Jun 7, 2017

Human Inability

Romans 5:17

If, because of one man’s trespass, death reigned through that one man, much more will those who receive the abundance of grace and the free gift of righteousness reign in life through the one man Jesus Christ”

Galatians 3 features one of Paul’s most extended treatments of the law of God, and it includes this remarkable statement: “If a law had been given that could give life, then righteousness would indeed be by the law” (v. 21). If any law could bestow salvation, then it would be the law revealed through Moses, which contains, in written form, the eternal moral law of God that is written on the consciences of all people (Rom. 2:14–16). But even God’s perfect law cannot save sinners, prompting us to ask several questions: Why can’t God’s law save us? Why is it unable to give us the righteousness we need to stand before the Lord unafraid? Is the law inherently defective?

The answer to these questions is that the law’s inability to provide for us the righteousness that avails before God’s judgment has nothing to do with the law itself. In reality, the law cannot give us the righteousness we need because of who we are. Romans 7:8–12 asserts the inherent goodness of the law and tells us that the law brings death, not life, because of what sin does with it. When sinners receive the law of God, they are provoked to greater sin. Our fallenness responds to divine law by stirring up the desire to transgress this law within us. This desire is something we have possessed since the fall, but the law gives it more power apart from our regeneration.

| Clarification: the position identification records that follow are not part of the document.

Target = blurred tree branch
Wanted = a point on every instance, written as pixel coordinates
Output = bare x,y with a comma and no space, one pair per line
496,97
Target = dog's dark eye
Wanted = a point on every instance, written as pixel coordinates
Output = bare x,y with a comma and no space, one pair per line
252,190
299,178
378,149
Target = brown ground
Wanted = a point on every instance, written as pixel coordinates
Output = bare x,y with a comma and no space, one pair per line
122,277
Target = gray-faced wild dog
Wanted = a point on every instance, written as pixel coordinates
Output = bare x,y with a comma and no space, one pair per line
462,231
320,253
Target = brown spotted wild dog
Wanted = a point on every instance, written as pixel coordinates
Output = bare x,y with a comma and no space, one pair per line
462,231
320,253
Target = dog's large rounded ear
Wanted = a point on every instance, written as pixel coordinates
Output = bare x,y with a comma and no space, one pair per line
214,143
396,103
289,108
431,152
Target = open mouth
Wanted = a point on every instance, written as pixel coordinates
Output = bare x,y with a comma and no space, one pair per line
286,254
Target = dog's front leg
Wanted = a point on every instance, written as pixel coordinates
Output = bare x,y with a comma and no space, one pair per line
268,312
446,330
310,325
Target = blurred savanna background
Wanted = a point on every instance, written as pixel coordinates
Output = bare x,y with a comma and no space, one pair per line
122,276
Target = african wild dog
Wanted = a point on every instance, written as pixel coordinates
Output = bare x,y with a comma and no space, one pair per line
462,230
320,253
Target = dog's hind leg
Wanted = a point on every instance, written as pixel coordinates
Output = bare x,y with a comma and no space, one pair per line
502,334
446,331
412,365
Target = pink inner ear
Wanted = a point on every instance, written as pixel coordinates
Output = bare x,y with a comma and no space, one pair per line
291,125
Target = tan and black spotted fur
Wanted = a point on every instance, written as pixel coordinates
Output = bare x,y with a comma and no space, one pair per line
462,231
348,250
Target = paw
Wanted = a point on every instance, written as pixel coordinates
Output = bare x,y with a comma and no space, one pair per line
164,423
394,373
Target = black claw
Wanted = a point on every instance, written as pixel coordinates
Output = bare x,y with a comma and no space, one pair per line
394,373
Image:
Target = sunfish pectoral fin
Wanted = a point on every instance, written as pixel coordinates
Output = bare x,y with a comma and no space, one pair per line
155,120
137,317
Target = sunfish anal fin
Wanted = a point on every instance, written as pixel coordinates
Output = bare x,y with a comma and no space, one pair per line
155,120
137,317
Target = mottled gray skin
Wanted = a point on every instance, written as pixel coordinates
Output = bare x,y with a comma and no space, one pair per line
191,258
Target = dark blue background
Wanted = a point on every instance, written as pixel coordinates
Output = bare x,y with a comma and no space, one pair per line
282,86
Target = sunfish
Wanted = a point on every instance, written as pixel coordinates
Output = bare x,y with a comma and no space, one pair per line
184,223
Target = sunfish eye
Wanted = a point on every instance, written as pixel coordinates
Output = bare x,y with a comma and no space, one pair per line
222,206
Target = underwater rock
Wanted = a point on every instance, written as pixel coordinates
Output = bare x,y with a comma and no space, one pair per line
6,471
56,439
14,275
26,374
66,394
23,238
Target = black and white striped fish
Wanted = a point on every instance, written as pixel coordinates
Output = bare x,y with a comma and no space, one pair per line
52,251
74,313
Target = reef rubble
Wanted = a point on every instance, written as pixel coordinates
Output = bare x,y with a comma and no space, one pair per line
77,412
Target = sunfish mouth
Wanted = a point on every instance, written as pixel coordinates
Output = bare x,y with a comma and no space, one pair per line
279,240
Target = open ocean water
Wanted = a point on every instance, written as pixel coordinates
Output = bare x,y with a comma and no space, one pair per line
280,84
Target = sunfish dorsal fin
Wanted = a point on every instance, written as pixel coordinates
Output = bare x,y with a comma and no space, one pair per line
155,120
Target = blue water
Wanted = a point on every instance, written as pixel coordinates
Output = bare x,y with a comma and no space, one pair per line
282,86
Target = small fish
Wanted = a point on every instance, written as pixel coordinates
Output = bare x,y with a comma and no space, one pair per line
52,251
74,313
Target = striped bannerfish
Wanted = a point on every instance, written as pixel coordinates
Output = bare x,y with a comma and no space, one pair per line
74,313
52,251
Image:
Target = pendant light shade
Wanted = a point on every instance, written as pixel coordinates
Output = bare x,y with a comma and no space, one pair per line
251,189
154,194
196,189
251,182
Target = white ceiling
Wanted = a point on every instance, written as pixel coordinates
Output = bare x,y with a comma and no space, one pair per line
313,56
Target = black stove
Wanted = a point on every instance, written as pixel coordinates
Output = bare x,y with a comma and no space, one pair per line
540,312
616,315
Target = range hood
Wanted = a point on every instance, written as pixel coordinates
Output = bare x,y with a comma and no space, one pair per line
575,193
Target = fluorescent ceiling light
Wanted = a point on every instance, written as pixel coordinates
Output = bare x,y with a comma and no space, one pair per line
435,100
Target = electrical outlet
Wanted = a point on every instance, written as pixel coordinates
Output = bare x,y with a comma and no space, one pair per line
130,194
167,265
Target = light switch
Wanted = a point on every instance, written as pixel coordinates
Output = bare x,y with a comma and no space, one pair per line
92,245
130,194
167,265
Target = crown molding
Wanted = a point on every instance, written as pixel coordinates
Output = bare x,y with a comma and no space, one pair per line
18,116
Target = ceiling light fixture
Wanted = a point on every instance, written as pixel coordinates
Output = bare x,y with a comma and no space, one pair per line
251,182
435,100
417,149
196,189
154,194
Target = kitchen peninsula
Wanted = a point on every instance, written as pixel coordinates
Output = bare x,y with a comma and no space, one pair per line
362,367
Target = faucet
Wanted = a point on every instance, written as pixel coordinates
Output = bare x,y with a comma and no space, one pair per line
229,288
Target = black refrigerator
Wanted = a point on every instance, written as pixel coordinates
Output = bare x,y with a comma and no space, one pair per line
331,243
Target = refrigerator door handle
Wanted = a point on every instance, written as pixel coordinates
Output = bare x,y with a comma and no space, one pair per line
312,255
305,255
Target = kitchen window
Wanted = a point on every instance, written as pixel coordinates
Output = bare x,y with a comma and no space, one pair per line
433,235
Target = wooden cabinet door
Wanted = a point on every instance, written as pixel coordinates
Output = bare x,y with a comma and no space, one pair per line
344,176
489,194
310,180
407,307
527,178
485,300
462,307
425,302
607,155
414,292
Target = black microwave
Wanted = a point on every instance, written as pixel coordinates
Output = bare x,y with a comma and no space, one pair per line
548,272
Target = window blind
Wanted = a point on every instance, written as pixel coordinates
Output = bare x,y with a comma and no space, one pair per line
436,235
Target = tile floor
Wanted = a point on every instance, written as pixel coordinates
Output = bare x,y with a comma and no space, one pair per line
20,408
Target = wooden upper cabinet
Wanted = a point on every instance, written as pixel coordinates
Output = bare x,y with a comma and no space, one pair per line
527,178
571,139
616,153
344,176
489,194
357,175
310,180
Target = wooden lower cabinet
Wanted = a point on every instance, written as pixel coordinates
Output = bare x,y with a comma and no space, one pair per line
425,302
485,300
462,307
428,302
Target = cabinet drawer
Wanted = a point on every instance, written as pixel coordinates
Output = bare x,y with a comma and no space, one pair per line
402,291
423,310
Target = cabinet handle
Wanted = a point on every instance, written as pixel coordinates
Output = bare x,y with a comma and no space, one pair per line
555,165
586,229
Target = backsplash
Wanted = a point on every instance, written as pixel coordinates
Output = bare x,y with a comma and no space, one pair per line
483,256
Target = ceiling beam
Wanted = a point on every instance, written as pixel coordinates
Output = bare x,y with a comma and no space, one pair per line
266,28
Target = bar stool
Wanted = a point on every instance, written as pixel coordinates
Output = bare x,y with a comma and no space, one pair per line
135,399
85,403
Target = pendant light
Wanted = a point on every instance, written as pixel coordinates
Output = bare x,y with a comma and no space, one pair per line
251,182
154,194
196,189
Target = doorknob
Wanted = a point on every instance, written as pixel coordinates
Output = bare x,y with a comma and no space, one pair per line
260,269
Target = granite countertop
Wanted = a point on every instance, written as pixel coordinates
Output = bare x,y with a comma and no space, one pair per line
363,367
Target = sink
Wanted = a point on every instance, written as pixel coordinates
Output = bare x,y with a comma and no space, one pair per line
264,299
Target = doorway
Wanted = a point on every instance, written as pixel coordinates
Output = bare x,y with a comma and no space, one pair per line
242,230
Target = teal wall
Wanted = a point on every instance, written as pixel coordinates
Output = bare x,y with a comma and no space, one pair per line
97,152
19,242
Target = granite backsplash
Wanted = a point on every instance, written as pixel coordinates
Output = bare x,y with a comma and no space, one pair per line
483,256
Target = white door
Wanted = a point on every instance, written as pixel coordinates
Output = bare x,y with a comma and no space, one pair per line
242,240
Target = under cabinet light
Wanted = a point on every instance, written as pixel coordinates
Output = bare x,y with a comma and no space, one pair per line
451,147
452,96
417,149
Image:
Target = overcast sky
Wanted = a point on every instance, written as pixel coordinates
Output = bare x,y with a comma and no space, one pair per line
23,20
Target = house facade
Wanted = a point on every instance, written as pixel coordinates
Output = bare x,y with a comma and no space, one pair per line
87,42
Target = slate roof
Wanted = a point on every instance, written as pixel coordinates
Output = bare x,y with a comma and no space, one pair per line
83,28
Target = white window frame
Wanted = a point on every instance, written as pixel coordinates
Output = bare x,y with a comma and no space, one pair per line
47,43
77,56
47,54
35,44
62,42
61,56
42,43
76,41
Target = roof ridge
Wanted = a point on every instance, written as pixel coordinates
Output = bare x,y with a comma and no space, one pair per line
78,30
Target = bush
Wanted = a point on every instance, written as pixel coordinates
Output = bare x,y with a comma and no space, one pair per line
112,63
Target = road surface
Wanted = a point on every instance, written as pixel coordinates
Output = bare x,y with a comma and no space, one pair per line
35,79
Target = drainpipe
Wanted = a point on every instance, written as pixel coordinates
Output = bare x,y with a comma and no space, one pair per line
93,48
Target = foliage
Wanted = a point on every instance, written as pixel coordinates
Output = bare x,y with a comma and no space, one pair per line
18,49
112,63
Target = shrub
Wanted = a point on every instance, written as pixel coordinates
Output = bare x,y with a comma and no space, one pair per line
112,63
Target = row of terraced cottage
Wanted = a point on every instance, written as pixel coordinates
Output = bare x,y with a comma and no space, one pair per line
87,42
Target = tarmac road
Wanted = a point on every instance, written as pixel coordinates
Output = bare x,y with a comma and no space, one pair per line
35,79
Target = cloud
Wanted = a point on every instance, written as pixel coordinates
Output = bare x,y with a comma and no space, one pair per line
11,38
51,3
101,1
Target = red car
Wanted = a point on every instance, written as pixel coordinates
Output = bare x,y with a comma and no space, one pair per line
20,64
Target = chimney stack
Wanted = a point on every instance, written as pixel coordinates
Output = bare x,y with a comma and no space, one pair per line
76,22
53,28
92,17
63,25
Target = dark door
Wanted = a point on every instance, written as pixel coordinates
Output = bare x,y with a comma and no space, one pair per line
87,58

Today’s passage describes the origin of these sinful desires. When Adam sinned, we who are his descendants died (5:12–15). Paul is referring not only to physical corruption and death in this text, although those things are part of the fall. He is also talking about spiritual death. Death entered the world through Adam’s sin, and people die even when they do not have God’s law in its inscripturated form. That people die apart from the giving of God’s law shows that they are sinners who continue to sin. Death reigns even over those whose sinning is not like Adam’s, over those whose sinning is not in response to a direct command from God such as the written law that some possess (v. 14). People die physically because they sin, and their sin is a form of spiritual death that leads finally to physical death.

When in Adam we chose to break God’s law, we inherited not only his guilt and condemnation (vv. 16–17) but also a corrupt nature that makes us unable to keep God’s law. We ourselves are the problem, and our corruption means we can never use the law as a means to justify ourselves even if we wanted to. We simply cannot meet God’s perfect standard

Coram Deo

With Augustine before them, the Protestant Reformers insisted that we are not born neutral but rather are born guilty and corrupted. This is what the Apostles taught, and it is what we must remember lest we give unbelievers hope that they can be good enough to merit salvation. All people need the renewal of the Holy Spirit if they are to look to Christ for salvation and do what is pleasing to Him.